Smith, who is an experienced senior magazine and newspaper editor (Maclean’s, The Globe and Mail), has serious food allergies herself. As a result, Allergic Living shows a strong grasp of the often daunting, recurring challenges of life with allergies and celiac disease: from birthday parties and staying safe at school to the adult issues of business lunches and travel to foreign lands (and out of your food comfort zone).
“Those who are subscribing to this magazine want to live full lives, but with conditions that can cause serious illness or even death, the world can be a tricky place to navigate,” Smith says.
In its debut Spring 2011 issue, Allergic Living gets to the heart of one major challenge: restaurant-going. The exclusive “Guide to Smart Dining” includes allergic reaction-prevention strategies and advice from celebrity chefs Ming Tsai and Susur Lee. The publication breaks ground with a report of a new peanut vaccine, and it offers an intriguing and surprising cross-America report on the worst pollinating trees – “The Bad Boys of Spring” – as well as allergy-friendly Spring suppers.

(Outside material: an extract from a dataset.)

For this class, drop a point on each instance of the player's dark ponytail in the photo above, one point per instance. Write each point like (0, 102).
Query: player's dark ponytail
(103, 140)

There are superb recipes from Karina Allrich, known to her millions of blog followers as the Gluten-Free Goddess, and a must-read essay on eating gluten-free while traveling by Shauna James Ahern (aka the Gluten-free Girl). Allergic Living health writers gets inside the latest allergy, asthma and celiac findings, including proof that “gluten sensitivity” is a whole separate condition from celiac disease – one that affects up to 18 million Americans!
The word “living” in the magazine’s name is no accident. Smith speaks of her own love of good food – while avoiding her allergens: soy, shellfish and peanuts. “My attitude is that I have allergies, but they don’t have me. That’s exactly what I wish for all our readers and their families.”